I’ve been doing problems on recursion in my Data Structures & Algorithms class and for some tail-recursive functions I couldn’t think of doing anything but having the main function call a helper function and the helper function being the tail recursive part since I had to pass different parameters than the original function.

While this is technically tail-recursive the original function is the one that ends up handling the base cases and in the main case passes the additional parameters to the actual tail recursive function.

Obviously this sort of defeats the idea of recursion, especially in a class setting for homework, exams and such.

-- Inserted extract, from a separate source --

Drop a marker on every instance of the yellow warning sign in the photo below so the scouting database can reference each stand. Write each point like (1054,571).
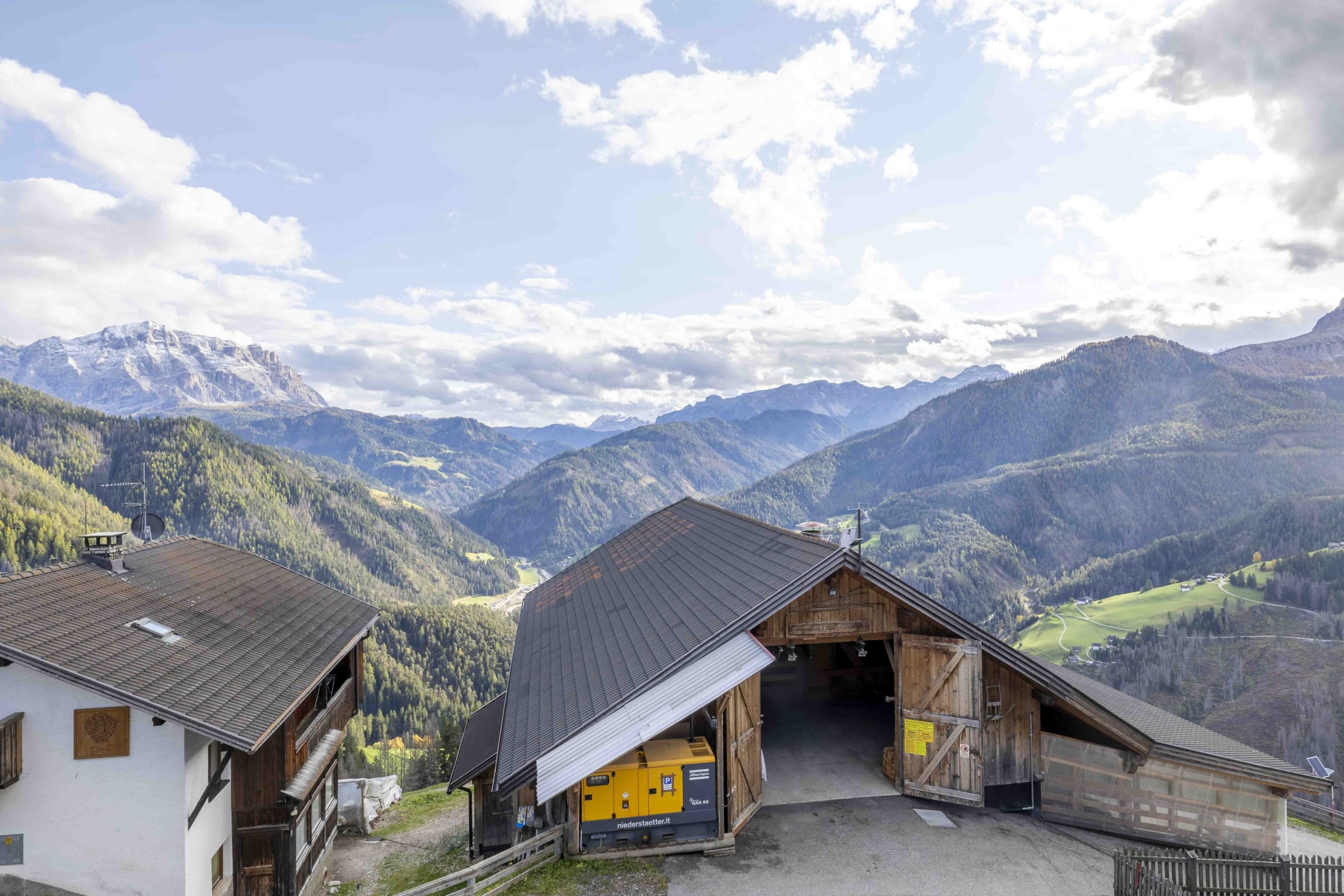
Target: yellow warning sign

That’s why today I thought, instead of making a helper function, couldn’t I make an overloaded version of the function that accepts those additional parameters and continues the work? It would technically be recursive since all the calls in the function are to itself, albeit with more parameters than the initial call.

Here’s a rough example:

int fibonacci(int n) {
    if (n == 1)
        return 1;
    else
        return fibonacci(n, 2, 1, 2);
}

int fibonacci(int n, int f1, int f2, int c) {
    if (c == n)
        return f1;
    else
        return fibonacci(n, f1 + f2, f1, c + 1);
}

Is it still recursion in the definition sense? Would it work? Would the compilers that do recursion optimization (don’t know how it works exactly, but know it exists) apply that to this?

I assume that it’s still recursion since it’s technically calling itself still and I would think it would optimize, just ignoring the initial call. But that’s why I’m asking, to see if I’m right or not.